Source: SpaceX S-1 SEC Filing
SpaceX filed its S-1 last month and included a chart that will make every sell-side analyst smile and every skeptic roll their eyes. The company claims a total addressable market of $28.5 trillion. Space and connectivity together: $1.97 trillion. AI: $26.5 trillion.
Yes, they put AI in their TAM. You can debate whether a rocket company belongs in that number. I think the more interesting question is whether space-based data centers are actually possible.
Start with the physical constraints. We tend to picture a data center as a massive warehouse full of servers, chillers, and utility-scale power. That image makes orbital compute sound absurd. But you don’t need to put a warehouse in orbit. SpaceX’s current V2 Mini Direct-to-Cell satellites measure about 7.4 meters by 2.7 meters. An Nvidia NVL72 rack is 2.2 meters by 1.1 meters. We’re already in the right size range. The satellite can carry the rack.
The hard problem is power. A V2 Mini uses about 25kW. An NVL72 needs 135kW, and also has to get rid of that heat. On earth, you run water through chillers. In orbit, you deploy radiator arrays, probably 200+ square meters per rack. That’s not trivial. But it’s an engineering problem, not a physics problem. There’s nothing in the laws of nature that says it can’t be solved.
The use case that makes this work isn’t training and it isn’t the fast inference you need when a human is waiting for a response. It’s agentic inference: AI running overnight jobs, executing multi-step tasks, doing work without a human in the loop. Latency barely matters. Capacity matters enormously. That workload is probably the largest AI market long-term, and it maps well to the physics of orbital compute.

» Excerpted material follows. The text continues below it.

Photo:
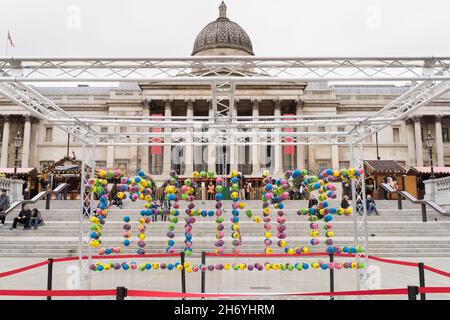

The “stick” is the constraint you might not be thinking about. Terrestrial data center buildout is running into serious community opposition. Zoning fights. Power grid pushback. NIMBY dynamics that globalization never triggered because factories close quietly, but data centers require permits. If enough compute demand materializes and enough communities say no, orbit stops being exotic and starts being the only option with available land.
The risks are real and the assumptions stack up fast. Starship has to work at scale. Chip supply has to remain available and reliable. Demand for compute has to be far larger than it is today. Radiation messes with calculations and every satellite is disposable. A lot has to go right.
But the core question, whether this is physically possible, has a pretty clear answer. It is. Whether SpaceX is the one who pulls it off, and whether the $2 trillion IPO valuation makes sense, are separate questions entirely.